涙出てきた、うける。この感情は何だろう。虚無感とか徒労感とかもちろん腹立つとかいろんなものがないまぜになった感情だ。


今までかわいくてしょうがなかった息子が急に遠い存在になった気がすること。

あれだけのパワーで怒っても息子には届かず、恐怖すら感じたこと。

そして自分がこんなことで壊れる程度のキャパだったということ。


1歳半に多少振り回されたからといって泣くほどではなかろう。私だって独身の頃はそう思っていた。子育て世帯の愚痴を聞くたびに「大げさなのでは…」と思ったこともある。


でもあの頃の私は何もわかっちゃいなかった。
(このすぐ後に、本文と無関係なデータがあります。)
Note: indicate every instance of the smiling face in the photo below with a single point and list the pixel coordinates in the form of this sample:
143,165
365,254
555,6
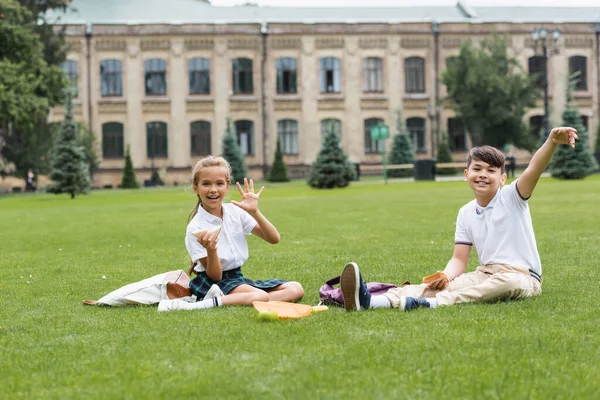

良い大人でも1歳児半に泣かされるものなのだ。


そしてその事実でさらに泣けてくる私。


情けねえーーーーーーー


そんな泣きじゃくる私を見て、笑いながらタンスをゴンゴンする息子。容赦ないな。サイコパスかよ。


タンスにゴンゴンも飽きてきた息子。急に眠くなってきたのか私にすり寄ってきた。サイコパス気味とはいえまだ1歳半。眠るときは私の腕枕がないと眠れない。


「いやさんざん暴れておいて今更甘えられてもちょっと…こっちの気持ち整理できてないんで」と距離を置こうとする。火がついたように泣き出す息子。つらい。


ベッドに横になり12キロの巨体で私の首に乗っかりながら息子は私の腹の肉をつまむ。

爪が刺さって痛い。だが彼はこうしてないと眠れないのだ。子供かよ。いや子供なんだよな。


ようやく寝てくれた息子。寝てる息子は本当にかわいい。そして息子が寝てる今これを書いている。

書いていたらちょっと落ち着いてきた。起きたら息子と散歩に出かけよう。ちょっといいカフェでコーヒー買って息子を思いっきり遊ばせよう。

大丈夫。保育園再開までもうすぐだ。